Starting point is 00:58:05 So the skills that a middle manager or senior manager or CEO are going to need, I don't know, 20 years from now, they may be quite different from what they may be learning today at the entry level. kind of to your point, I don't know that we always have to go all the way back to first principles. When someone learns a new field, they can get an edge up, right? My kid, or other students today, they're using scientific calculators, right? I don't know that that makes them terrible mathematicians, maybe some of them, but I think there's also certainly some real advantage to be able to leverage that technology. So, well, just the obvious, I'm less pessimistic. Just the obvious point that if you want to advance, you've got to take some of this stuff as given, right? I mean, because if you go back and learn everything, then it's going to be pretty hard to move forward, I would think.
Starting point is 00:58:59 Yeah. Yeah. But going back to the question about optimist or pessimist, I do sense, and I say this with no data, I just sense it talking to younger people all over the world, that they're just generally more pessimistic. I just, I get that sense of things, that they're worried about really big things that are so overwhelming that they can't get beyond it. Like, you know, climate change or, you know, what's going on with regard to autocratic governments around the world, these things matter. And I worry about birth rates and, because, you know, you have to be an inherent optimist to have
Starting point is 00:59:38 children, don't you? I mean, fundamentally, you have to be optimistic to have a child. right to bridge on. You have to be naive, I think. Or naive or both, or both, or both, or both. Anyway, these are great questions, thought-provoking. Yeah, very, very good questions. And we are going to call this a podcast at an hour, so this is a little shorter.

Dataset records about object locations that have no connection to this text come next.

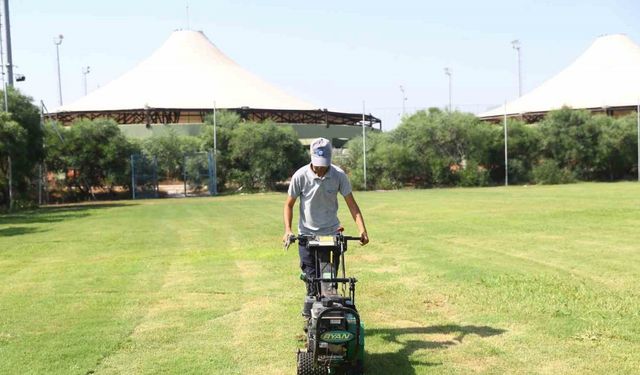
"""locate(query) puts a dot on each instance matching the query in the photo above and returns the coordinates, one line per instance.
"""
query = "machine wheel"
(305, 365)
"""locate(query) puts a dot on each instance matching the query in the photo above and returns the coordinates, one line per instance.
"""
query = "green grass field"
(526, 280)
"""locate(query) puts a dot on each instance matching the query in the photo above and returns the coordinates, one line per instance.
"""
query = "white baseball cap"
(321, 152)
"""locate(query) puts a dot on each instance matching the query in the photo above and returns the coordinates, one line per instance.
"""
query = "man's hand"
(364, 238)
(286, 236)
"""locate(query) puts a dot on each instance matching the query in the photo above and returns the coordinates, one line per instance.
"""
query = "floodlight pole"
(85, 70)
(515, 44)
(447, 71)
(364, 146)
(8, 34)
(57, 41)
(215, 149)
(404, 100)
(4, 83)
(506, 148)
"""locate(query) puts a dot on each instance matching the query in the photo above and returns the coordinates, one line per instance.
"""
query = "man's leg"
(307, 265)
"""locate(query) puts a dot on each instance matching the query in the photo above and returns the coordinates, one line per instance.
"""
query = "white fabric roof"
(607, 74)
(187, 72)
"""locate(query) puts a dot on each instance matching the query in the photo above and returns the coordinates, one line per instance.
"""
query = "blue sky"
(332, 53)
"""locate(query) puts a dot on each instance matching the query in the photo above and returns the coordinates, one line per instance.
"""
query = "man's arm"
(288, 216)
(357, 217)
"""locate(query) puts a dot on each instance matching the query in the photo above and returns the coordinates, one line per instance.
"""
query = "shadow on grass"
(399, 362)
(16, 231)
(52, 214)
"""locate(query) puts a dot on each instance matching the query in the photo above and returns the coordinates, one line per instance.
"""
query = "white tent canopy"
(187, 72)
(606, 75)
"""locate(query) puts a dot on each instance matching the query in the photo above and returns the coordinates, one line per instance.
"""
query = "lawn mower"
(334, 334)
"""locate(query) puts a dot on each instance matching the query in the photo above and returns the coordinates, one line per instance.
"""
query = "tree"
(23, 143)
(92, 154)
(617, 146)
(262, 154)
(226, 122)
(570, 137)
(170, 148)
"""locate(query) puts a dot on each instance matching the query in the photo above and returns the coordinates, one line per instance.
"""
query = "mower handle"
(293, 238)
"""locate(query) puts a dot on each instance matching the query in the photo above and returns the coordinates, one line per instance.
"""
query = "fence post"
(39, 184)
(10, 183)
(156, 188)
(184, 174)
(213, 183)
(133, 176)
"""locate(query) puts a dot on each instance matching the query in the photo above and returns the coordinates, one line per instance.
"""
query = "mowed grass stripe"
(456, 281)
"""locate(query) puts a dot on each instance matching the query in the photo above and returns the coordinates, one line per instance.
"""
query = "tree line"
(439, 148)
(430, 148)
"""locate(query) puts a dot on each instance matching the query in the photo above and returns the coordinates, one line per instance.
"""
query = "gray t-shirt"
(319, 199)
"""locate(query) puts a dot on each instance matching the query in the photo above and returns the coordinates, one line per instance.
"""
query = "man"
(317, 184)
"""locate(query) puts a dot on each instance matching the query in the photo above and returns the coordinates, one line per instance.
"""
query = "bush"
(262, 155)
(170, 148)
(473, 175)
(549, 173)
(21, 138)
(91, 154)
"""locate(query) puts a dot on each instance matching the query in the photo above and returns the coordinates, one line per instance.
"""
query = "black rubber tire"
(305, 365)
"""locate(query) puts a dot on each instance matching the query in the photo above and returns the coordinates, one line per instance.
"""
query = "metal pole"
(184, 174)
(364, 147)
(133, 177)
(39, 184)
(215, 149)
(447, 71)
(86, 70)
(8, 33)
(10, 183)
(516, 45)
(506, 148)
(215, 135)
(404, 99)
(4, 83)
(57, 41)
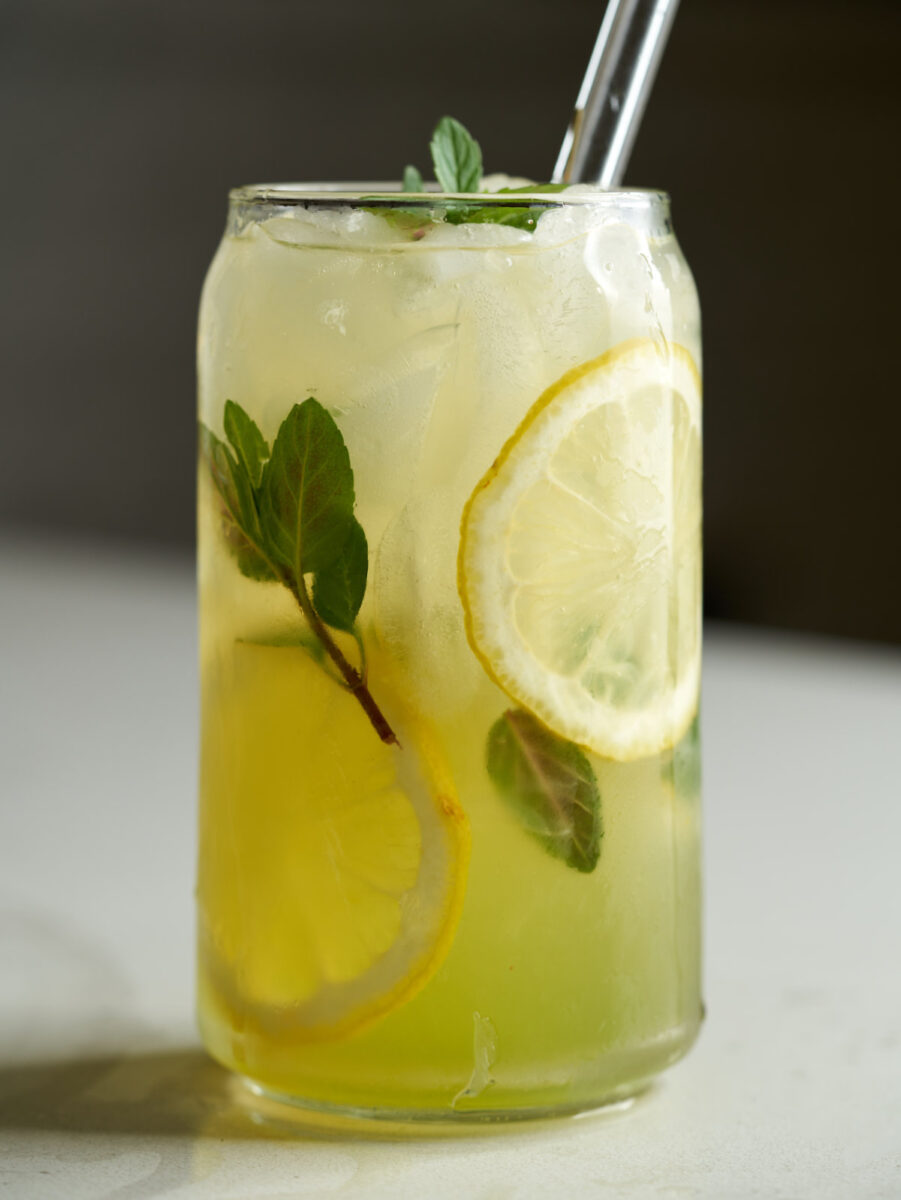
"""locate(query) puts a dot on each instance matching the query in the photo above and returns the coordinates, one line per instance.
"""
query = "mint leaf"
(412, 179)
(456, 156)
(338, 589)
(298, 519)
(307, 491)
(240, 519)
(683, 765)
(248, 443)
(550, 784)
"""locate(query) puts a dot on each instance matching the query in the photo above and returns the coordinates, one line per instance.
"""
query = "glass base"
(272, 1108)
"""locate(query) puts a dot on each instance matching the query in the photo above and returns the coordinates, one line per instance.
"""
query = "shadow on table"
(184, 1093)
(175, 1092)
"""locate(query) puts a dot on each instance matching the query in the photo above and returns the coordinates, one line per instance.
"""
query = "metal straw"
(614, 91)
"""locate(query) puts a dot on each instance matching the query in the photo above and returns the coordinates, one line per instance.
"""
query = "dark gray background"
(774, 125)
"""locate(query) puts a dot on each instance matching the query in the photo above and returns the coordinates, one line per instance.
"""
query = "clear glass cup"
(450, 642)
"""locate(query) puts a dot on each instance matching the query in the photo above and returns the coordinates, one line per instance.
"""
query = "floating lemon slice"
(334, 865)
(580, 558)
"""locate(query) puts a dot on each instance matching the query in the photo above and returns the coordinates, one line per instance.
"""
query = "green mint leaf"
(550, 784)
(240, 520)
(412, 179)
(248, 443)
(299, 520)
(456, 156)
(682, 768)
(307, 491)
(338, 588)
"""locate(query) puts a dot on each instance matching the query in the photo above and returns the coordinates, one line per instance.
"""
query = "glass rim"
(382, 195)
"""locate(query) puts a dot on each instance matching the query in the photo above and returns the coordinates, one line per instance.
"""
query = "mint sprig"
(457, 162)
(456, 157)
(551, 786)
(288, 514)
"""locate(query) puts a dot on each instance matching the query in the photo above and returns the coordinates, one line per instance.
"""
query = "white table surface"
(793, 1090)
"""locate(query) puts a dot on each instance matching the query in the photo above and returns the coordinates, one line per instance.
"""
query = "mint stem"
(350, 675)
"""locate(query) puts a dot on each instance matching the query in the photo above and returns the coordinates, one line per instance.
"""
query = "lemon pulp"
(580, 562)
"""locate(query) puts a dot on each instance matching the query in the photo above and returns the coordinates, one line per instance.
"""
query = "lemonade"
(449, 529)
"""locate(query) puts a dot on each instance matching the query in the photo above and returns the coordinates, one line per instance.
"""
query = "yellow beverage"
(449, 845)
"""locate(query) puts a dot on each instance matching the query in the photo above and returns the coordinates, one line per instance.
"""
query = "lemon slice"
(334, 865)
(580, 558)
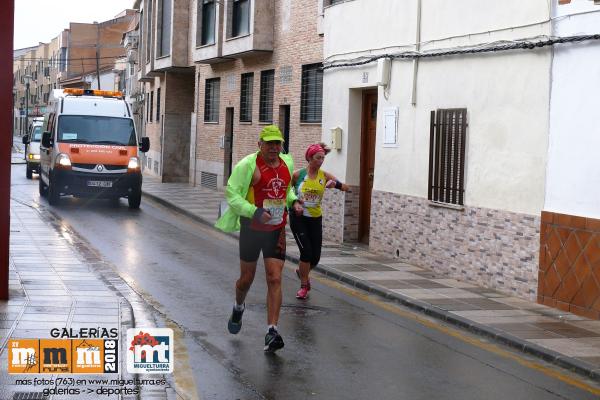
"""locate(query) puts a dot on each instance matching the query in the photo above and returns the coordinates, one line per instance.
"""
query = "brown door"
(367, 162)
(284, 125)
(228, 144)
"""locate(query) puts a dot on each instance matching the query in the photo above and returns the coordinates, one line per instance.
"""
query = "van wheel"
(134, 199)
(43, 189)
(53, 194)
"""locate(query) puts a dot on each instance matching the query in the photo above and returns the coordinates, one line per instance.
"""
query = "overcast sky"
(42, 20)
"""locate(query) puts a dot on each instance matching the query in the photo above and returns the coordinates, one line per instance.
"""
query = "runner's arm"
(338, 185)
(236, 185)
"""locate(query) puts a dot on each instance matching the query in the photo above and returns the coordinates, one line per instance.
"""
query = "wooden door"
(367, 162)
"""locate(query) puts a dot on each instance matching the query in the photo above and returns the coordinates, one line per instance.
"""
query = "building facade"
(166, 76)
(569, 275)
(446, 154)
(258, 63)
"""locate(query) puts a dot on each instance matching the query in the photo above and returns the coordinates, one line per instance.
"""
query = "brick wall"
(296, 42)
(492, 248)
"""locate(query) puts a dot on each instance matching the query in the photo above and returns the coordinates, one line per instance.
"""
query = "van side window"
(50, 126)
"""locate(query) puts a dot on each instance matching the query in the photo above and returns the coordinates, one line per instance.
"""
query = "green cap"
(271, 133)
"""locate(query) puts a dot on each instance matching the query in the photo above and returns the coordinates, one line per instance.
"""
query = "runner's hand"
(297, 207)
(265, 217)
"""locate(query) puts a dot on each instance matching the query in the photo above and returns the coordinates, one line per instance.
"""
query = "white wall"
(506, 96)
(573, 179)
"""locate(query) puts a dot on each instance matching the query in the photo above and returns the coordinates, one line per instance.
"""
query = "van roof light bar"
(91, 92)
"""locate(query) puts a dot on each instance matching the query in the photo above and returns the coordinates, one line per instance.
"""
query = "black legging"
(308, 233)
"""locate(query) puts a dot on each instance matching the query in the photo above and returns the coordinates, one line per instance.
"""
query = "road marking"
(492, 348)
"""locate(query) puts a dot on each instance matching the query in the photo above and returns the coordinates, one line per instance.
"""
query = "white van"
(32, 147)
(90, 148)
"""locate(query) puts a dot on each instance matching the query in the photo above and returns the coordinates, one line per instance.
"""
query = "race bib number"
(275, 207)
(311, 200)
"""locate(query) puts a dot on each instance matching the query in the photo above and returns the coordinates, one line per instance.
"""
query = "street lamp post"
(20, 130)
(27, 78)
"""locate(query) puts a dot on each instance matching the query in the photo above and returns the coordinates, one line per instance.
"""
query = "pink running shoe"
(302, 293)
(307, 282)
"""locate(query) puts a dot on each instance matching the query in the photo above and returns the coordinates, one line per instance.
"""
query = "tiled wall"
(569, 274)
(492, 248)
(340, 215)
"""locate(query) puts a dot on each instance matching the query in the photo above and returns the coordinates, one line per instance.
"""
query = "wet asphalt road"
(337, 344)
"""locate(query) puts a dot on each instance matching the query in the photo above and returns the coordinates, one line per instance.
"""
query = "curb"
(551, 356)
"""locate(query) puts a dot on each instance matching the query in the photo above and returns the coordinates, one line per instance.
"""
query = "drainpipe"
(413, 100)
(196, 124)
(6, 51)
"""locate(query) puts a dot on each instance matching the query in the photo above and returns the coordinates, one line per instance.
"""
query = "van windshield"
(36, 135)
(96, 129)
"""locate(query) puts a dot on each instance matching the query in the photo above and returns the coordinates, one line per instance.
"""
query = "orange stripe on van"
(82, 153)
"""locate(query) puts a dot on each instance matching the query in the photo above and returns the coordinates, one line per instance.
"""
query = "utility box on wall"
(384, 66)
(336, 138)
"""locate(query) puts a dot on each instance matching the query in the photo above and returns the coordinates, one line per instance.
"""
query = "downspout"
(413, 99)
(196, 125)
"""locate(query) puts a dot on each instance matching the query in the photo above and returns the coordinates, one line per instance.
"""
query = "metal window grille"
(285, 74)
(208, 180)
(311, 101)
(447, 155)
(211, 100)
(157, 104)
(246, 93)
(267, 87)
(241, 18)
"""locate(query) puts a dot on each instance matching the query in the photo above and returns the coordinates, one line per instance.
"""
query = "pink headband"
(312, 150)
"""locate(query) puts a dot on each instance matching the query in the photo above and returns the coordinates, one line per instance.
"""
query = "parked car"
(32, 148)
(90, 148)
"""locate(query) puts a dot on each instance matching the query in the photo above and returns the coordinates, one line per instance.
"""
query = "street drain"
(288, 309)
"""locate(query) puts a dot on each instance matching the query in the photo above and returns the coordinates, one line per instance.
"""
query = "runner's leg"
(273, 268)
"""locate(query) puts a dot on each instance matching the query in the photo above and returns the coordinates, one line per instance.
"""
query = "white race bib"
(275, 207)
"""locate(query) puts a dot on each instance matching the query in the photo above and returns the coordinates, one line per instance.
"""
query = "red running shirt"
(270, 193)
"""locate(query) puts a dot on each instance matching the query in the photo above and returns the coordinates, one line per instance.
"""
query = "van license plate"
(100, 183)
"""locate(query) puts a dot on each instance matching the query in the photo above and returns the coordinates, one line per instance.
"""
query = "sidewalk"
(56, 280)
(568, 340)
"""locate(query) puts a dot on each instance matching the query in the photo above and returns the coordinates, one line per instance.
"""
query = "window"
(241, 18)
(211, 100)
(447, 156)
(151, 105)
(267, 86)
(164, 40)
(311, 101)
(158, 104)
(205, 33)
(246, 92)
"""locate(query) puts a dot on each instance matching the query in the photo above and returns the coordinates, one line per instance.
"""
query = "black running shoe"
(273, 341)
(235, 321)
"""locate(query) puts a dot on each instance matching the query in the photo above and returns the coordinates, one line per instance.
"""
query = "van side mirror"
(144, 144)
(46, 140)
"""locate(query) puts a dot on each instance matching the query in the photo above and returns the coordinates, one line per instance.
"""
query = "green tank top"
(311, 191)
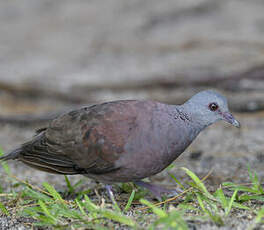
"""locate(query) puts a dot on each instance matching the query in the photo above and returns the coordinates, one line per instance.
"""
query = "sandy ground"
(56, 55)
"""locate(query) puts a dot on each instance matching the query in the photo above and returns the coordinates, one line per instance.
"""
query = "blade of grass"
(198, 182)
(158, 211)
(3, 209)
(130, 200)
(231, 202)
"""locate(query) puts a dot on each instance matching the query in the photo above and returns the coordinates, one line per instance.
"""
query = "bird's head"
(209, 106)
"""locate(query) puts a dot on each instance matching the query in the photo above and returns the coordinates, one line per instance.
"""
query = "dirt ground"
(58, 55)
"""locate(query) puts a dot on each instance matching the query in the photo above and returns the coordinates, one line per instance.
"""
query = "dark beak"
(230, 119)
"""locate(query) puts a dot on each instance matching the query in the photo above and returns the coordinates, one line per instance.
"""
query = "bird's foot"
(159, 191)
(111, 196)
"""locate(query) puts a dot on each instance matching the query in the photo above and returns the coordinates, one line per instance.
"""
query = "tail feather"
(11, 155)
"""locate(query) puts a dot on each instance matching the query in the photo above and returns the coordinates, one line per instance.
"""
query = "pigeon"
(122, 141)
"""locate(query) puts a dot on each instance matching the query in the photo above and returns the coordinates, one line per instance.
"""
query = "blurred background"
(58, 55)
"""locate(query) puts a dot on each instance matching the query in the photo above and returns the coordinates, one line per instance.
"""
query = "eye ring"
(213, 106)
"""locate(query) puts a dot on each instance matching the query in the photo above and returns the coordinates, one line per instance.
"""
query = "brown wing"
(88, 140)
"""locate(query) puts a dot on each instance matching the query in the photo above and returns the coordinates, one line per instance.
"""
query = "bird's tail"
(11, 155)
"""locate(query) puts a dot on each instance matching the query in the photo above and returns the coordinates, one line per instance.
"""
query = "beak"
(230, 119)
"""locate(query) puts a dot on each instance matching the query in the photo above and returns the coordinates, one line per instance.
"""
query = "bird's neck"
(194, 121)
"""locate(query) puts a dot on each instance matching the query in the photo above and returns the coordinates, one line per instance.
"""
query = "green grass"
(50, 208)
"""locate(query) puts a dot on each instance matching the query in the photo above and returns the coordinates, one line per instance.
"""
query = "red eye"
(213, 106)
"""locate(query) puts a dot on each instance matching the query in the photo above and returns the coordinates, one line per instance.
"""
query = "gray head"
(208, 107)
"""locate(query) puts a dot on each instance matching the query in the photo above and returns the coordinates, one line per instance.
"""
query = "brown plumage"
(121, 141)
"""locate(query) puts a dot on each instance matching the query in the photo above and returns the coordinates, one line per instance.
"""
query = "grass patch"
(50, 208)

Starting point is 00:59:57 Not a whole lot shorter. It's a little shorter. And we'll be back. I think we record another podcast this coming Friday. We'll have more data. Consumer Price Index. CPI comes out on Thursday. I think we got UMIS, University of Michigan Survey, Philly Fed Survey.
Starting point is 01:00:13 What else do we have? Anything else coming out that's a consequence? No. The government's still behind, and we still don't have release dates for a lot of the data, but it should be coming where else to lose soon. Okay. Well, we, I think we'll call it a podcast, dear listener. I hope you enjoyed the conversation, and we will catch you next week. Take care now.
Starting point is 01:00:43 Thank you.